なお、一般の人が土地売買や資産の評価をするときには、「公示価格」や「路線価」などを用いて客観的な目安とすることが多いです。
土地の図面が分筆(ぶんぴつ)で必要な場合
土地の分筆とは、
- 登記上で「一筆(いっぴつ)」とされている土地を分割して登記し直すこと
ここでいう「一筆(いっぴつ)」とは、土地の数を示す登記登録上の単位のいい方です。
ですから、一筆は一つの土地のことをいいます。
この一筆の土地を小さく分けて登記し直すのが分筆です。
平成17年3月に新不動産登記法及び関連法が施行されたのを機に、土地の分筆をするときは、
- すべての土地と、隣の土地の持ち主との境界線確認書を作成する
ことが義務付けられました。
そして、分筆した一つの土地ごとに登記をするようにもなりました。
なお、土地を分筆して新たになった土地には、新たな「地番」が割り付けされ、その土地の登記記録も新たに作成されます。

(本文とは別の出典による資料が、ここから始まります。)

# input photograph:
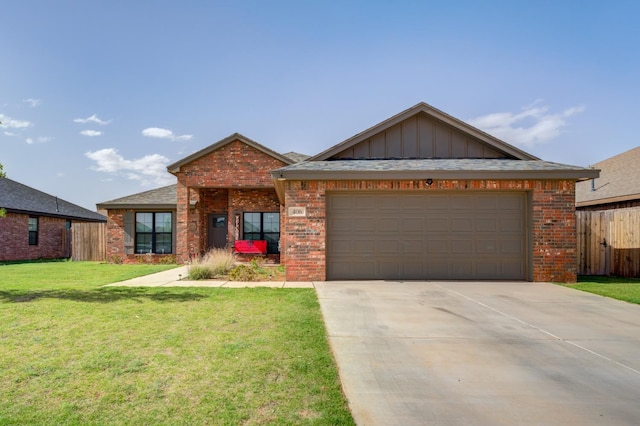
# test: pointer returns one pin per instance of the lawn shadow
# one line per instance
(101, 295)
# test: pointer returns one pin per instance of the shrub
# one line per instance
(242, 273)
(214, 263)
(219, 260)
(169, 259)
(200, 272)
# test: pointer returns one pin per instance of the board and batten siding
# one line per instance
(609, 242)
(420, 137)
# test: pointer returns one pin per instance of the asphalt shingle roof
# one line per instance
(160, 197)
(619, 180)
(447, 167)
(17, 197)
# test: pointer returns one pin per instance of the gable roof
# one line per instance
(159, 198)
(175, 167)
(18, 198)
(619, 181)
(296, 157)
(422, 108)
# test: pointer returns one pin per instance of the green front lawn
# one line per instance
(73, 352)
(627, 289)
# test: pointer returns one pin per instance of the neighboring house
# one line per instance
(37, 225)
(421, 195)
(618, 185)
(608, 215)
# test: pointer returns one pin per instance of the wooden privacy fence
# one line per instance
(609, 242)
(88, 241)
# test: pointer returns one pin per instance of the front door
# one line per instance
(217, 230)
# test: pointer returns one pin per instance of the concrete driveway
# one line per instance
(480, 353)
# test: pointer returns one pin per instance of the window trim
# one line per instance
(261, 233)
(33, 233)
(153, 232)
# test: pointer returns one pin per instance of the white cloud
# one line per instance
(32, 102)
(8, 122)
(39, 139)
(157, 132)
(93, 119)
(532, 126)
(150, 169)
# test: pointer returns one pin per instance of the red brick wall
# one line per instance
(553, 222)
(238, 167)
(14, 234)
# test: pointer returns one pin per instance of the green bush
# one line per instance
(214, 263)
(243, 273)
(200, 272)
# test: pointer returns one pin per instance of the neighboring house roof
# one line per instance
(175, 167)
(422, 108)
(18, 198)
(435, 169)
(159, 198)
(619, 181)
(297, 157)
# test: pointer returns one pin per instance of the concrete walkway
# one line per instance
(178, 278)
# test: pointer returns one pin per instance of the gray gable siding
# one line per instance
(419, 136)
(18, 198)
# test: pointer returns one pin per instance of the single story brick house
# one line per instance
(37, 225)
(421, 195)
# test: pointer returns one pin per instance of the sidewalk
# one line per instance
(178, 278)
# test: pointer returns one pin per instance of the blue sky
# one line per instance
(98, 97)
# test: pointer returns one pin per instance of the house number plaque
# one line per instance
(297, 211)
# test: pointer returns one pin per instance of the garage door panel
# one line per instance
(486, 247)
(413, 246)
(435, 246)
(486, 224)
(462, 224)
(511, 225)
(438, 224)
(448, 235)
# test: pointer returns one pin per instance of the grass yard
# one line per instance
(72, 352)
(627, 289)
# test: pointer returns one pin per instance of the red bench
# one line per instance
(250, 247)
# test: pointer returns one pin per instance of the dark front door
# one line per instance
(217, 230)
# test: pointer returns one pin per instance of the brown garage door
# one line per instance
(445, 235)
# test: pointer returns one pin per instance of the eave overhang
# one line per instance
(49, 214)
(175, 167)
(464, 169)
(136, 206)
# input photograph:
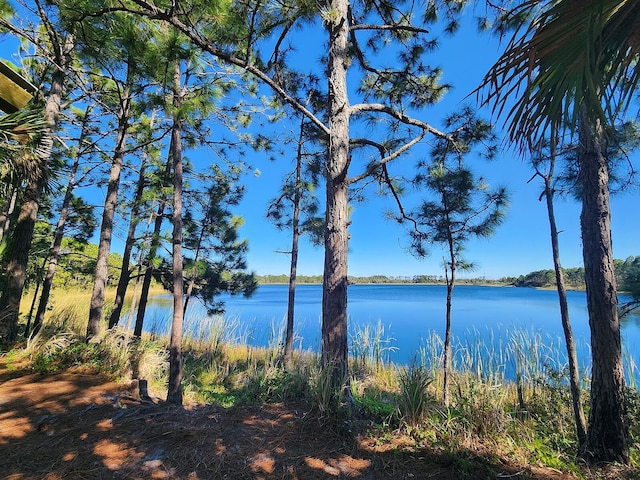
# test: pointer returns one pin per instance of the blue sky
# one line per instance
(378, 245)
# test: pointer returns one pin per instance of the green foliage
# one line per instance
(414, 403)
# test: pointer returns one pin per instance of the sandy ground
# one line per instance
(79, 426)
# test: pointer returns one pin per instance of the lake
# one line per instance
(410, 315)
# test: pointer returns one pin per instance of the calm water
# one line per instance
(410, 314)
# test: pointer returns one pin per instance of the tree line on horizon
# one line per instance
(129, 91)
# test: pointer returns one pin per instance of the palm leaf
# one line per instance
(574, 55)
(20, 135)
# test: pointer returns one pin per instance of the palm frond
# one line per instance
(573, 55)
(20, 135)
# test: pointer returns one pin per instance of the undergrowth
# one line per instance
(528, 420)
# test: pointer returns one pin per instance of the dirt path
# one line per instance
(76, 426)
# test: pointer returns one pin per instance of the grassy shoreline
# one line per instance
(528, 420)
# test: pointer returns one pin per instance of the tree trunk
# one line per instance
(606, 439)
(334, 291)
(572, 356)
(295, 240)
(8, 208)
(174, 394)
(17, 266)
(106, 229)
(58, 235)
(148, 274)
(447, 332)
(125, 274)
(23, 234)
(192, 277)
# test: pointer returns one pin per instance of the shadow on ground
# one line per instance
(72, 426)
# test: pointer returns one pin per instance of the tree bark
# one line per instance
(58, 235)
(8, 209)
(174, 394)
(125, 273)
(447, 332)
(295, 240)
(572, 356)
(17, 266)
(148, 274)
(23, 233)
(334, 292)
(606, 438)
(106, 229)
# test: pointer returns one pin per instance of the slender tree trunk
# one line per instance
(125, 273)
(17, 266)
(334, 291)
(192, 277)
(148, 274)
(23, 233)
(106, 230)
(174, 394)
(606, 433)
(574, 373)
(295, 240)
(58, 235)
(447, 332)
(8, 208)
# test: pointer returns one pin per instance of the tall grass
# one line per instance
(509, 387)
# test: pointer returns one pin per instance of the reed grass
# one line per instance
(509, 387)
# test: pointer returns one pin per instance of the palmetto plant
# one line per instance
(573, 54)
(575, 64)
(20, 153)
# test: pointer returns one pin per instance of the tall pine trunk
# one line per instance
(18, 259)
(606, 432)
(295, 240)
(106, 229)
(451, 281)
(574, 374)
(58, 234)
(125, 272)
(334, 291)
(148, 274)
(174, 394)
(23, 233)
(7, 211)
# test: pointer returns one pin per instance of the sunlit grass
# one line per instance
(509, 388)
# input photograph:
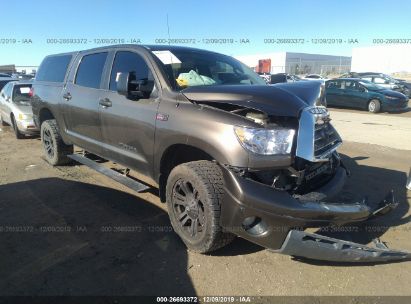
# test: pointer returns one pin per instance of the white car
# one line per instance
(15, 108)
(315, 77)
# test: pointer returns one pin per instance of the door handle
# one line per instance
(105, 102)
(67, 96)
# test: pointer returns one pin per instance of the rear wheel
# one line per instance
(194, 194)
(55, 150)
(17, 132)
(374, 106)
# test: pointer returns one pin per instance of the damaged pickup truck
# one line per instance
(230, 155)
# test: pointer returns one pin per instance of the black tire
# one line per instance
(196, 190)
(374, 106)
(16, 130)
(55, 150)
(3, 123)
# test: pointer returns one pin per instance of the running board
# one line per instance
(118, 177)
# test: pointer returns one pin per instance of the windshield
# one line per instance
(371, 86)
(186, 68)
(21, 94)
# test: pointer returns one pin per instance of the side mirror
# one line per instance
(129, 86)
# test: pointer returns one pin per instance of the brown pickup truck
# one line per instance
(230, 155)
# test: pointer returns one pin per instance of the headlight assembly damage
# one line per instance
(266, 141)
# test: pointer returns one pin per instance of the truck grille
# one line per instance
(325, 139)
(317, 139)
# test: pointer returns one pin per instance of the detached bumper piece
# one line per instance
(317, 247)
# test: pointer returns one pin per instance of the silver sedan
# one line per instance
(15, 108)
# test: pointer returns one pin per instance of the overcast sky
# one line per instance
(34, 29)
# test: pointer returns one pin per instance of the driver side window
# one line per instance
(126, 62)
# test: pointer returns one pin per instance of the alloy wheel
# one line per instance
(188, 209)
(48, 143)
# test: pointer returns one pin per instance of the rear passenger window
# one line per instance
(53, 68)
(126, 62)
(90, 71)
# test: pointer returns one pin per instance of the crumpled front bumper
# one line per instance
(274, 219)
(319, 247)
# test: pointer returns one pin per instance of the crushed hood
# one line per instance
(285, 99)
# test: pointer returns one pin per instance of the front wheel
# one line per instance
(194, 194)
(374, 106)
(55, 150)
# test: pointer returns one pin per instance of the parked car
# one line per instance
(316, 77)
(230, 154)
(265, 76)
(15, 108)
(283, 77)
(383, 80)
(5, 80)
(363, 94)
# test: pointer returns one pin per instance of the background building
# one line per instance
(300, 63)
(383, 59)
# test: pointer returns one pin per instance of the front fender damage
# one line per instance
(314, 246)
(278, 221)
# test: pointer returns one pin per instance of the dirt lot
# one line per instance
(91, 254)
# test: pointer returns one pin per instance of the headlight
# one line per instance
(266, 141)
(391, 97)
(25, 116)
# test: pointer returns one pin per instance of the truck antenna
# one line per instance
(168, 31)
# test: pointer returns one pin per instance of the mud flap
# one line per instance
(317, 247)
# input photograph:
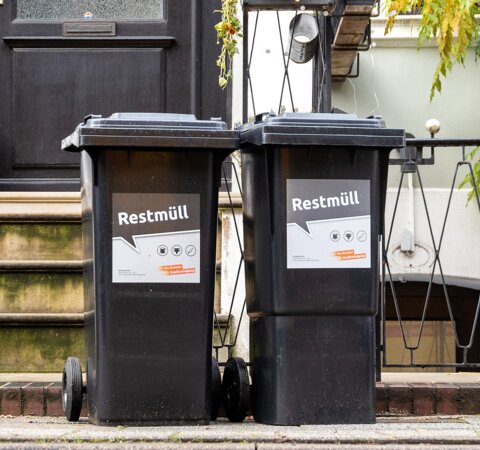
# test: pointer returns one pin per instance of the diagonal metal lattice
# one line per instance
(223, 335)
(412, 345)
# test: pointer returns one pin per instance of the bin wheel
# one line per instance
(216, 389)
(72, 389)
(235, 389)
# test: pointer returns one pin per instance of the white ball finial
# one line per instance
(432, 126)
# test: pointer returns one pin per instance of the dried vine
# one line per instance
(229, 30)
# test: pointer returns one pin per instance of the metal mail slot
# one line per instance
(89, 28)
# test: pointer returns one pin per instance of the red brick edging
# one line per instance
(415, 399)
(32, 399)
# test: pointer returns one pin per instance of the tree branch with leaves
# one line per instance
(454, 28)
(451, 23)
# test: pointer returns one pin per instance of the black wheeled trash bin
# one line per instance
(314, 190)
(149, 206)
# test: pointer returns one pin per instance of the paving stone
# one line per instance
(446, 396)
(469, 399)
(33, 399)
(400, 399)
(423, 399)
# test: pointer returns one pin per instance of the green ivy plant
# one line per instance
(468, 181)
(229, 30)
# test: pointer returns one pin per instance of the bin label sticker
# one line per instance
(155, 238)
(328, 224)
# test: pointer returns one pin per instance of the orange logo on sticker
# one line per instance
(176, 269)
(347, 255)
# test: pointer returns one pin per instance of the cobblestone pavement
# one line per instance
(388, 433)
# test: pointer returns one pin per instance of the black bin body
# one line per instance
(314, 192)
(149, 208)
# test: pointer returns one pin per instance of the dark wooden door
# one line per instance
(61, 60)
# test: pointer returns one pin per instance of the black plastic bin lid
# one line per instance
(150, 130)
(318, 129)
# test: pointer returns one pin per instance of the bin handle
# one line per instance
(262, 116)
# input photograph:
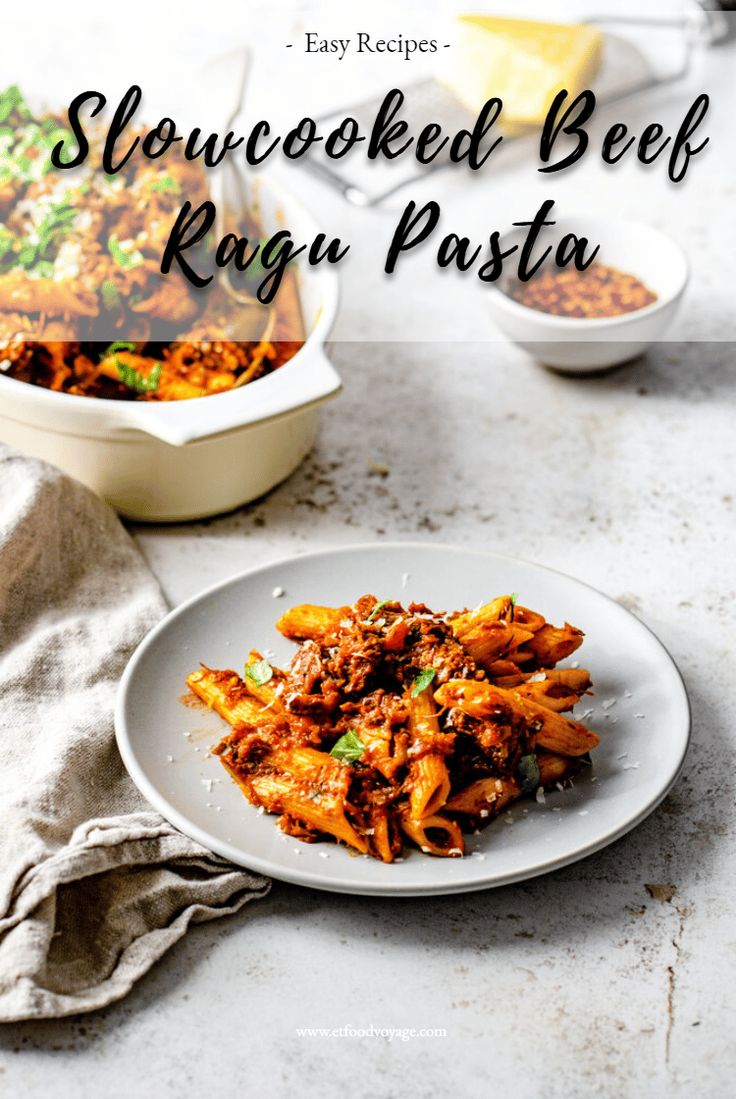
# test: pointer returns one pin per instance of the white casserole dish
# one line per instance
(187, 459)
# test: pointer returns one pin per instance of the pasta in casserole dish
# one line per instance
(80, 259)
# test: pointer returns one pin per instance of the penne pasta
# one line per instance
(309, 622)
(394, 723)
(552, 730)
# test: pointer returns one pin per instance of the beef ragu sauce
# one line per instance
(394, 721)
(84, 307)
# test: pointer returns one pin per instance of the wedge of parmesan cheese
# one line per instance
(522, 62)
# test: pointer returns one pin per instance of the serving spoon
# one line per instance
(224, 80)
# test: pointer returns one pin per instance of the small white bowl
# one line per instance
(580, 345)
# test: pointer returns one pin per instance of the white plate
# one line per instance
(165, 743)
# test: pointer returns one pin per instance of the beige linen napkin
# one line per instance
(95, 886)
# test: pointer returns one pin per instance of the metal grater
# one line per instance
(625, 71)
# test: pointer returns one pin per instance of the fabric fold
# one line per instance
(95, 886)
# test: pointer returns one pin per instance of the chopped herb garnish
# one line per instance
(376, 609)
(43, 269)
(55, 224)
(115, 346)
(135, 380)
(126, 259)
(12, 100)
(110, 295)
(129, 375)
(259, 673)
(528, 774)
(166, 184)
(7, 241)
(422, 681)
(348, 747)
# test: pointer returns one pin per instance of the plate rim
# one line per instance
(309, 878)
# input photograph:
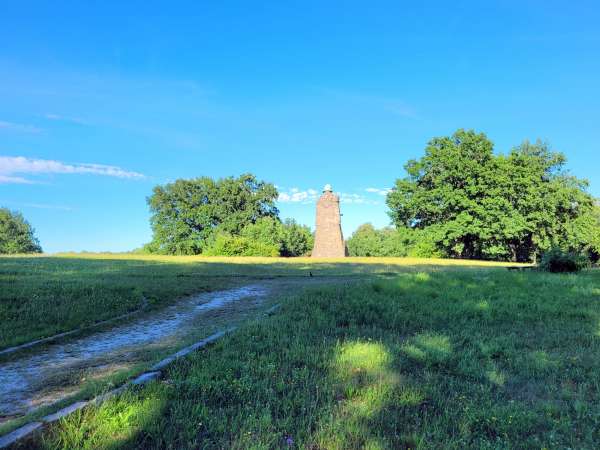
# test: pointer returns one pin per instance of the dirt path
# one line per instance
(45, 375)
(48, 374)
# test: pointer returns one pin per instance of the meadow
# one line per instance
(45, 295)
(413, 356)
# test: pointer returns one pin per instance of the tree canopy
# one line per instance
(16, 235)
(478, 204)
(230, 216)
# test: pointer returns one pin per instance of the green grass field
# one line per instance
(423, 356)
(43, 296)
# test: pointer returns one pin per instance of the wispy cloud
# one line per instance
(18, 127)
(5, 179)
(378, 191)
(60, 118)
(391, 105)
(19, 165)
(310, 196)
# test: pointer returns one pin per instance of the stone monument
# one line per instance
(329, 242)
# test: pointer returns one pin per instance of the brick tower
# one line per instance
(329, 242)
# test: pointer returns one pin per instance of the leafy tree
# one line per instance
(225, 244)
(186, 213)
(476, 204)
(297, 240)
(16, 235)
(365, 241)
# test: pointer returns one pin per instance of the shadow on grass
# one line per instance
(436, 359)
(44, 296)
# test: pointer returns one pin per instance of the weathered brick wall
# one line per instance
(329, 242)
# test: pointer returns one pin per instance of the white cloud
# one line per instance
(19, 165)
(18, 127)
(5, 179)
(378, 191)
(310, 196)
(58, 117)
(295, 195)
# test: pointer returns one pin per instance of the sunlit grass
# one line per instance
(411, 361)
(49, 294)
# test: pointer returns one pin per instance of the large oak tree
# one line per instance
(478, 204)
(187, 213)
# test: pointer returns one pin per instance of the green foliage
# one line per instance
(399, 242)
(225, 244)
(266, 237)
(16, 235)
(186, 213)
(557, 260)
(296, 239)
(424, 244)
(365, 241)
(487, 206)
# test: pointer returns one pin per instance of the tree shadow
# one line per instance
(426, 359)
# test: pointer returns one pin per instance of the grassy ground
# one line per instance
(43, 296)
(430, 358)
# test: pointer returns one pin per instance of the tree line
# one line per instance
(233, 216)
(459, 200)
(462, 200)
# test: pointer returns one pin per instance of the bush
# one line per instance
(16, 235)
(557, 260)
(297, 240)
(229, 245)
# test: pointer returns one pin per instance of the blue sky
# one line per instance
(100, 102)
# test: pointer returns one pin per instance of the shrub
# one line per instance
(297, 240)
(557, 260)
(16, 235)
(229, 245)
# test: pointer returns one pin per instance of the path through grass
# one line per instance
(443, 358)
(43, 296)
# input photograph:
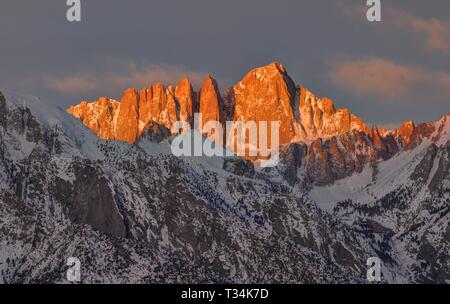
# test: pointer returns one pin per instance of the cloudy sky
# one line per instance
(385, 72)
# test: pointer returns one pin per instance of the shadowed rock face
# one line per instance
(135, 217)
(90, 200)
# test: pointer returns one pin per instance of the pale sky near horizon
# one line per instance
(385, 72)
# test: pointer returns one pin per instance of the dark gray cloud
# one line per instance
(321, 42)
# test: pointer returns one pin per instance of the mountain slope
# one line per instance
(136, 213)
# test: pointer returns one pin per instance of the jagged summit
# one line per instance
(266, 93)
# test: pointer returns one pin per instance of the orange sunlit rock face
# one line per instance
(264, 94)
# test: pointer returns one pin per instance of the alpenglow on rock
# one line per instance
(265, 94)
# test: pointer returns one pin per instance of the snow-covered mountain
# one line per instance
(133, 212)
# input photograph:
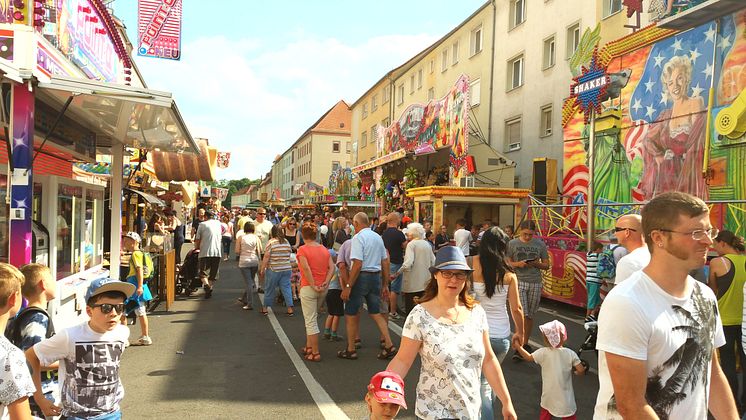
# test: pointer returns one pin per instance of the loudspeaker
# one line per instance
(544, 179)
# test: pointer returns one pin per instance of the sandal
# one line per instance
(346, 354)
(313, 357)
(387, 353)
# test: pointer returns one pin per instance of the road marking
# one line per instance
(559, 315)
(327, 406)
(398, 331)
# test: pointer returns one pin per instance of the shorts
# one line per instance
(368, 288)
(395, 285)
(334, 304)
(594, 294)
(211, 265)
(530, 294)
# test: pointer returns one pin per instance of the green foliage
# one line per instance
(583, 54)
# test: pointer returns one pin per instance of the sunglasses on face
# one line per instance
(106, 308)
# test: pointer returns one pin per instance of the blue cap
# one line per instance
(107, 284)
(450, 258)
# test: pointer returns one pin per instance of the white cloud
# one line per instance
(255, 101)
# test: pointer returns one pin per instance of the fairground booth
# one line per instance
(674, 120)
(434, 162)
(70, 92)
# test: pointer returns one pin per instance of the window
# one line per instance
(515, 72)
(475, 92)
(513, 134)
(573, 39)
(549, 50)
(612, 7)
(517, 12)
(546, 121)
(475, 43)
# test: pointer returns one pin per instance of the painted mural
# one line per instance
(659, 144)
(423, 129)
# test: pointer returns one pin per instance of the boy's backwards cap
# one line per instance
(387, 387)
(106, 284)
(555, 332)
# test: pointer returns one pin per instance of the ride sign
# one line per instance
(590, 86)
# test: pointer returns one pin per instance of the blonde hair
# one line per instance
(11, 280)
(33, 274)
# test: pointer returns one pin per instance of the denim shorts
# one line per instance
(368, 287)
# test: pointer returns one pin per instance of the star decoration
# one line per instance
(694, 55)
(676, 45)
(697, 91)
(659, 60)
(637, 105)
(633, 6)
(710, 34)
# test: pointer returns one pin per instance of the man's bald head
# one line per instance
(361, 218)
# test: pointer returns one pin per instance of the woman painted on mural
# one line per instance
(674, 145)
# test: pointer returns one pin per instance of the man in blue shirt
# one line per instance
(368, 279)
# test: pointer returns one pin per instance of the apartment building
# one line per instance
(429, 76)
(323, 148)
(535, 39)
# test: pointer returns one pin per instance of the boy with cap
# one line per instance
(90, 353)
(15, 381)
(385, 396)
(140, 269)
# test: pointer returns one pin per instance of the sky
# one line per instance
(254, 76)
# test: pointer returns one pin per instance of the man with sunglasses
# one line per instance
(659, 331)
(628, 231)
(89, 355)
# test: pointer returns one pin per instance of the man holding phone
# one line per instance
(528, 256)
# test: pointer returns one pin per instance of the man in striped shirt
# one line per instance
(592, 281)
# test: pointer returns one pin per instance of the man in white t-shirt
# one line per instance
(462, 237)
(659, 330)
(628, 231)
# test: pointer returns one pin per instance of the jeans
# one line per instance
(728, 354)
(248, 276)
(500, 346)
(273, 280)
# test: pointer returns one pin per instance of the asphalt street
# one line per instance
(210, 359)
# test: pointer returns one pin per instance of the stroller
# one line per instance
(187, 279)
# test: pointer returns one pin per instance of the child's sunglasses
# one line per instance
(108, 307)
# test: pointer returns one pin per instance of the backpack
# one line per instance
(147, 264)
(13, 330)
(606, 264)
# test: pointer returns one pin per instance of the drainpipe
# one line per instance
(492, 73)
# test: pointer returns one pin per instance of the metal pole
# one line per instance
(591, 219)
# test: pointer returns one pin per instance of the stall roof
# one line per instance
(136, 117)
(150, 198)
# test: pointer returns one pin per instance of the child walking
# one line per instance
(557, 362)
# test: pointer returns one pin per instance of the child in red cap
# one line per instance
(385, 396)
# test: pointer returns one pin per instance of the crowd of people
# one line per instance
(669, 345)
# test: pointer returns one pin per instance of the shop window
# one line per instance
(69, 232)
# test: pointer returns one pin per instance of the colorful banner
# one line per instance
(423, 129)
(159, 28)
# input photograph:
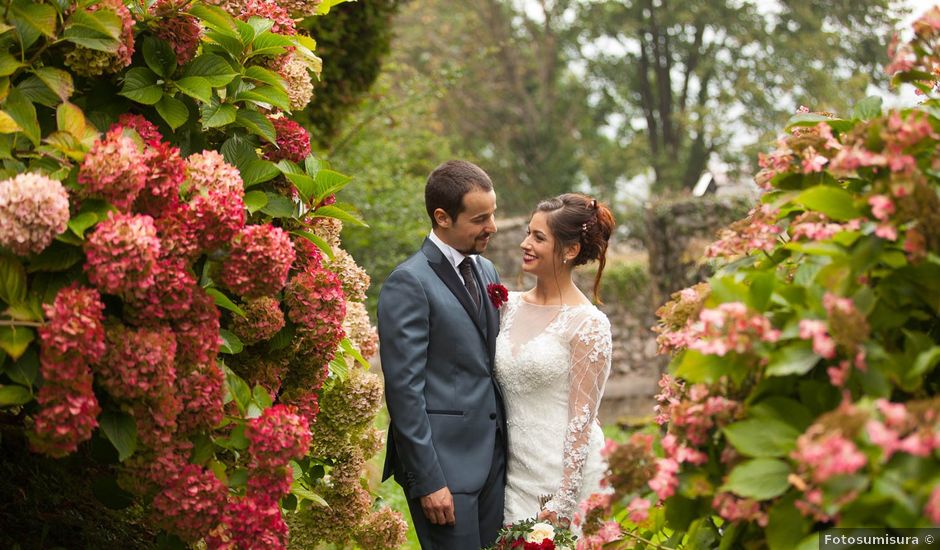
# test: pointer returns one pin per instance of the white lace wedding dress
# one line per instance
(552, 363)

このとき、『地図または地図に準ずる図面(公図)』が必要となり、その情報を元に分筆された土地の境界線が記載されます。
たとえば、土地を分筆するのは次のようなケースです。
- 土地の一部を売買することになったとき
- 土地の一部の地目が異なるとき
- 相続した土地を相続人で分割して保有するとき
- 共有していた土地を分筆し、単独所有に切り変えるとき
- 銀行の融資ローンなどを利用して家を建てるときに、利用しない土地を分筆して抵当権設置を回避したいとき
逆に、数筆の土地を合わせて一筆に変更登記することもできます。
これは「合筆(がっぴつ・ごうひつ)」といい、分筆と同じように『地図または地図に準ずる図面(公図)』が必要になります。
土地の図面が寄付・物納・払い下げで必要な場合
以下のような、
- 土地を寄付する
- 相続税をお金で納める代わりに土地を物納する
- 公的な土地を民間に払い下げる
といった場合でも土地の図面は必要で、それを元に土地価格を算出し評価する必要があるからです。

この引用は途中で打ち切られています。